Considerando tais questões musicais podemos pensar a ciência (também) a partir dos riscos de vínculo aos próprios sentimentos, emoções. Ao elaborar uma playlist, por exemplo, tendemos a escolher as músicas adequadas para o momento, de acordo com o nosso gosto pessoal, modo de ser e estar no mundo. A música para a balada, para a festa infantil, para um momento de oração, etc. Todavia, se houver um instrumento desafinado na orquestra, se executar uma música de balada no culto religioso, se utilizar o próprio gosto de forma amplamente aceita em determinado evento sem conhecimento prévio, são situações que os resultados podem não chegar de forma satisfatória. Assim como o resultado do trabalho musical da orquestra ou do sucesso de nossas escolhas para as determinadas situações, no campo científico o pesquisador precisa de amplo diálogo com as mais diversas fontes para alcançar bons resultados.

 

 

 

Neste momento, observando o olhar do governo atual sobre a ciência, esta vem sendo condicionada aos momentos e aos interesses da mesma forma.
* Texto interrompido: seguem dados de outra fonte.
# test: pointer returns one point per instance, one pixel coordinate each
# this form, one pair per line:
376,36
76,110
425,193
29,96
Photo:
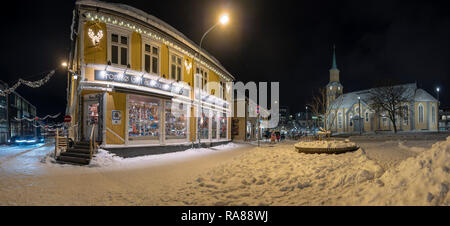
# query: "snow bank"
281,176
421,180
277,176
109,160
325,144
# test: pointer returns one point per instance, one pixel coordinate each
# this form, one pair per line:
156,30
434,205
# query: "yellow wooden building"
141,82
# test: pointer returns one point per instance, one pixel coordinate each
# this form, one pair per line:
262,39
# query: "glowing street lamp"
224,19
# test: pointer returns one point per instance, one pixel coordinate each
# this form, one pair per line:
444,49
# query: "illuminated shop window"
214,125
223,125
175,68
144,118
203,123
175,121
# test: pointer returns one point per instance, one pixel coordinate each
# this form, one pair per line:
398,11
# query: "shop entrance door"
91,117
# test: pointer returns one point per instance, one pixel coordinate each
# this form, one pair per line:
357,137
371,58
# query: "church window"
405,115
421,113
433,114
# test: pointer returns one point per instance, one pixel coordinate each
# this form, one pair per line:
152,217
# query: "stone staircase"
78,154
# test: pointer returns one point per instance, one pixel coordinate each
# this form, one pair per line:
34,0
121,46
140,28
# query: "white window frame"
221,84
180,56
152,44
120,32
205,70
421,115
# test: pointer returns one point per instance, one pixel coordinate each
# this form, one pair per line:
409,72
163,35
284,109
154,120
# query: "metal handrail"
92,142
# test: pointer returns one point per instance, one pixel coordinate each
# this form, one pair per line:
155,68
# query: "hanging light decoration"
35,84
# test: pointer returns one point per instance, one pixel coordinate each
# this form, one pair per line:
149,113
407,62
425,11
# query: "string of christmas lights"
32,84
40,119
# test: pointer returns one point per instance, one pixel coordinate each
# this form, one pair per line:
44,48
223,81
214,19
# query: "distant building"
13,107
422,109
284,115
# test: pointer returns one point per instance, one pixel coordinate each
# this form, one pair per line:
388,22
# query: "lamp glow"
224,19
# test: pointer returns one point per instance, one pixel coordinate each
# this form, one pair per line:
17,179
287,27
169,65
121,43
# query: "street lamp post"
307,126
223,20
437,121
359,108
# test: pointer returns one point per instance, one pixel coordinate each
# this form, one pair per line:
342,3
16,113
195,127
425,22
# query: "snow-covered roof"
153,21
422,95
349,99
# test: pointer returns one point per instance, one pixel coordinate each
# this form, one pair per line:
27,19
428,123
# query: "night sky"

Seja para fazer pensar algo sobre um assunto, para deixar de financiar pesquisas sob alegações obscuras, para separar as áreas do conhecimento científico como se houvesse primazia de algumas sobre as demais, ou, utilizar partes que interessam de determinada pesquisa científica. Nesta direção, principalmente em tempos sombrios como o que vivemos, o alerta consiste em não comparar ciência e religião (verdades reveladas pela fé, pela crença), pois, a ciência não possui uma verdade absoluta e sim uma parte que pode (e deve) ser amplamente questionada. Embora, (hoje) seja uma das características dos estudos a divisão do que chamamos disciplinas, por outro lado, há uma relação de interdependência que pode ser explorada e trazer bons frutos ao trabalho científico de forma holística. A análise científica não conclui verdades absolutas, visto que muitas vezes o trabalho do cientista consiste em reescrever ou reexplicar algo já apresentado pela própria ciência e que no futuro poderá ser novamente escrito ou questionado. Não obstante, é preciso cautela em relação ao uso da ciência frente aos interesses humanos. Vale mencionar que os campos de concentração da Alemanha nazista não seriam possíveis sem racionalidade científica. Talvez não se possa responder com precisão a pergunta de Chalmers sobre o que é ciência, mas, estar atentos ao que ela não é pode ser um bom exercício neste momento em que fazemos novamente uma grande aposta na ciência para salvar vidas humanas.

 

 

 

 

 

REFERÊNCIAS BIBLIOGRÁFICAS:

CHALMERS, A. F. O que é ciência afinal? 1 ed, São Paulo: Brasiliense, 1993.

 

MELLO, Adilson da Silva; DOMINGOS, Bianca Siqueira Martins; INCROCCI, Lígia. O processo de construção de uma pesquisa interdisciplinar: simetria e conceitos nômades. Revista Brasileira de Gestão e Desenvolvimento Regional, [S.l.], v. 10, n. 3, set. 2014. ISSN 1809-239X. Disponível em: <https://www.rbgdr.net/revista/index.php/rbgdr/article/view/1470>. Acesso em: 12 jun. 2020.

 

 

 

 

*Ingrid Trapp é professora de Sociologia da Secretaria de Estado de Educação de Santa Catarina (SED). Mestranda em Desenvolvimento Regional pela Universidade do Contestado (UNC). E-mail: [email protected]

 

 

**Reginaldo Antonio Marques dos Santos é professor de Sociologia da Secretaria de Estado de Educação de Santa Catarina (SED). Pós-graduando em Educação e Diversidade pelo Instituto Federal de Santa Catarina (IFSC). E-mail: [email protected]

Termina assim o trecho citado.